Aksi 1812, dan Pekikan Takbir dari Penjara, kolom oleh Ady Amar, pengamat masalah sosial-politik.
PWMU.CO – Hari ini, Jumat 18 Desember 2020, setelah bakda shalat Jumat, akan ada aksi turun ke jalan massa umat Islam dan pejuang kemanusiaan lainnya, akan ngeluruk Istana Negara, Jakarta. Menyuarakan aspirasi di antaranya untuk pembebasan Habib Rizieq Shihab (HRS).
Sebagaimana diketahui HRS tengah ditahan sejak 12 Desember 2020 dini hari, di tahanan Polda Metro Jaya. Itu setelah pemeriksaannya sebagai tersangka kasus kerumunan massa saat menggelar acara pernikahan putrinya di Petamburan, Jakarta Pusat.

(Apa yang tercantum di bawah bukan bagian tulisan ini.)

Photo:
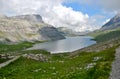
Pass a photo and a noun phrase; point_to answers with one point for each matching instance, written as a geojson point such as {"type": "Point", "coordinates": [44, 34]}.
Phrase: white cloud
{"type": "Point", "coordinates": [109, 5]}
{"type": "Point", "coordinates": [106, 21]}
{"type": "Point", "coordinates": [52, 11]}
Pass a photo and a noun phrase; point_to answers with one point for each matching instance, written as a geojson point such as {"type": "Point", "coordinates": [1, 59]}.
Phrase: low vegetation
{"type": "Point", "coordinates": [108, 36]}
{"type": "Point", "coordinates": [83, 65]}
{"type": "Point", "coordinates": [62, 66]}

Banyak pihak yang lalu protes, meski tampak tidak dihiraukan, seperti sedang bicara dengan tembok bisu. Sepertinya, yang penting HRS harus ditahan. Titik.
Maka aksi turun ke jalan akan dilakukan siang nanti. Seperti biasanya aksi selalu dinamai dengan tanggal dan bulan aksi itu dilakukan.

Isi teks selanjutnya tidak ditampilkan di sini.